Australian operators such as Woodside Energy and Santos conduct regular production logging surveys in their North West Shelf and Timor Sea facilities to manage water breakthrough in high-rate gas condensate wells and to identify gas cap expansion in oil rim reservoirs. The challenging wellbore environments on Australia's North West Shelf, with high bottomhole temperatures exceeding 150 degrees Celsius (302 degrees Fahrenheit) and pressures above 70 megapascals (about 10,000 psi), require high-temperature, high-pressure (HTHP) rated production logging tool strings, which add cost but are essential for reliable data acquisition.

Middle East: Saudi Aramco Ghawar Horizontal Well Production Logging

Saudi Aramco operates one of the world's most sophisticated production logging programmes in the Ghawar field, where hundreds of horizontal oil producers and water injectors require regular surveillance to manage the advancing water drive and to maintain oil production rates that underpin global energy markets. In Ghawar's Arab-D carbonate reservoir, horizontal wells may extend 2,000 metres (6,560 feet) or more through the reservoir, and the production log confirms whether the entire lateral length is contributing uniformly or whether certain sections have watered out, are experiencing near-wellbore damage, or are producing from below the oil-water contact. Saudi Aramco has developed proprietary interpretation protocols for production log data in carbonate horizontal wells, incorporating advanced multiphase flow modelling that accounts for the irregular fracture and vug network that characterises Arab-D reservoir heterogeneity.

The Ministry of Energy of the Kingdom of Saudi Arabia sets national production targets under Saudi Aramco's concession agreement, and accurate production allocation data from production logs is integral to the reservoir management strategy that supports those targets.

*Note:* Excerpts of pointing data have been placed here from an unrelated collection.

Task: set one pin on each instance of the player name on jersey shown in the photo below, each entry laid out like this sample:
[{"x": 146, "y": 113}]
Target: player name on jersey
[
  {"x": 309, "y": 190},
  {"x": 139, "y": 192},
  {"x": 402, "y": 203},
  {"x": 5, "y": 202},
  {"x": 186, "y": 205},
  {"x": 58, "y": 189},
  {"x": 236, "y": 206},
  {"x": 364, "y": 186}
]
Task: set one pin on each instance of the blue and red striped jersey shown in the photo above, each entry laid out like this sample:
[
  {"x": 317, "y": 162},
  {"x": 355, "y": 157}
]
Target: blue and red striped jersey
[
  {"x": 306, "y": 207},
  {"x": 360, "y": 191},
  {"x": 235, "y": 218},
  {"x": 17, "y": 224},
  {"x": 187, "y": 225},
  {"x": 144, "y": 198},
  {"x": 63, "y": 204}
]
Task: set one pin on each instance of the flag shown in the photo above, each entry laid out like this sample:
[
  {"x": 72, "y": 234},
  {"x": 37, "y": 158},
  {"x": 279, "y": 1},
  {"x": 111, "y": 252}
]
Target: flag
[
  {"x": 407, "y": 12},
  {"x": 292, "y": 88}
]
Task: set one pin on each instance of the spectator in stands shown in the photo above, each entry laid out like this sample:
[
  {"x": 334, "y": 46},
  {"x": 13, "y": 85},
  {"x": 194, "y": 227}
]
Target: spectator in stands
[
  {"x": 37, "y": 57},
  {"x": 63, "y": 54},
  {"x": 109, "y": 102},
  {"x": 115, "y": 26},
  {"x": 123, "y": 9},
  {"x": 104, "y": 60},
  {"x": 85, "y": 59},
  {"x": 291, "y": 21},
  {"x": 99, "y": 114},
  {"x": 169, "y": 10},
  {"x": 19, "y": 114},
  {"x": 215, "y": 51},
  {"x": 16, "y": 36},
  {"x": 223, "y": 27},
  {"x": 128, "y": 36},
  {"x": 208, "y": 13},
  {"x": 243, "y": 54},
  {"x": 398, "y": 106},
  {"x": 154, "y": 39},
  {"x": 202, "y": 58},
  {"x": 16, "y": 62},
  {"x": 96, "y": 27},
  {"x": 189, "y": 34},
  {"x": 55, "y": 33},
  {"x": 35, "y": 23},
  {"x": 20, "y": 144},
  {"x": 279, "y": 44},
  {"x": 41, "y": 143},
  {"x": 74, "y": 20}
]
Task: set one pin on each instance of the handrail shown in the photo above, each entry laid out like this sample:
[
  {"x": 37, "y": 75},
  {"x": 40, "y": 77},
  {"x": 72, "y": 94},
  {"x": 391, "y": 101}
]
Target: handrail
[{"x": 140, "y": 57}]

Saudi Aramco's production logging programme includes permanent downhole gauges in many Ghawar producers that transmit pressure and temperature data continuously to surface, complementing periodic PLT runs to provide a continuous surveillance record over the producing life of each well.

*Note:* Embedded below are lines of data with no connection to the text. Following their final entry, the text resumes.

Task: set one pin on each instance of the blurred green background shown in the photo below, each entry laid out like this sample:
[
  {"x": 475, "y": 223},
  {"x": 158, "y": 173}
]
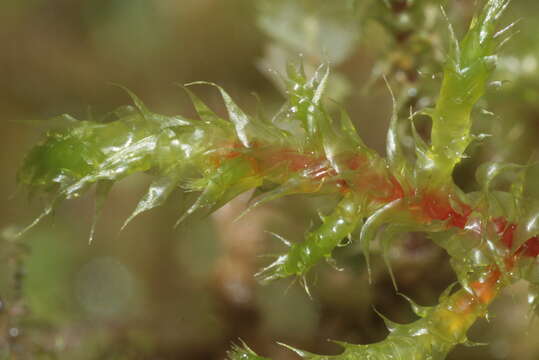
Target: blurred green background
[{"x": 155, "y": 292}]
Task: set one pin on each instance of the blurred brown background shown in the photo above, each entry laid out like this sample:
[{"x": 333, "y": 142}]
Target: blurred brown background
[{"x": 155, "y": 292}]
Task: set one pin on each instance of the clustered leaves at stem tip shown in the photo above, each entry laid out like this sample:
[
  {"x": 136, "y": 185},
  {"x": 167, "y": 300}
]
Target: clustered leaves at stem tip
[{"x": 490, "y": 235}]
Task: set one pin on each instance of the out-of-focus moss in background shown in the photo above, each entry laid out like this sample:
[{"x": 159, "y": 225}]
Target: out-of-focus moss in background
[{"x": 153, "y": 292}]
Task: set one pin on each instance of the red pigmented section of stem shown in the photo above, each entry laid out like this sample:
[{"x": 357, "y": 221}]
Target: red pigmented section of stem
[
  {"x": 436, "y": 206},
  {"x": 380, "y": 185}
]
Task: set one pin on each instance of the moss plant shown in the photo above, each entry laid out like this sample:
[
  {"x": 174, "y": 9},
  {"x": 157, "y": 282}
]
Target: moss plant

Norway: Sodir Production Allocation Requirements

The Norwegian Offshore Directorate (Sodir, formerly Oljedirektoratet) requires all operators on the Norwegian Continental Shelf to maintain accurate production allocation documentation in accordance with the Resource Management Regulations issued under the Petroleum Act. Where multiple reservoirs are produced commingled through a single wellbore, operators must demonstrate allocation accuracy to within agreed tolerances, typically five to ten percent, using approved metering systems or alternative techniques such as production logging surveys. Sodir's DISKOS national petroleum data repository holds production data for all Norwegian fields, and production log data submitted in support of allocation documentation is archived in DISKOS for the field's producing life.

Equinor, Aker BP, and ConocoPhillips Norway conduct production logging in subsea horizontal wells on fields such as Johan Sverdrup, Snorre, and Ekofisk using either wireline-deployed tractor-conveyed tool strings (which use motorised wheels to pull the tool string through the horizontal section against gravity and friction) or coiled tubing-conveyed PLT suites, depending on the completion configuration and the available intervention vessel. The North Sea's challenging well environment, with high H2S and CO2 concentrations in some fields and bottomhole pressures exceeding 50 megapascals (about 7,250 psi) in Ekofisk chalk, requires tool strings with enhanced materials specifications and downhole electronics rated for sour-service environments.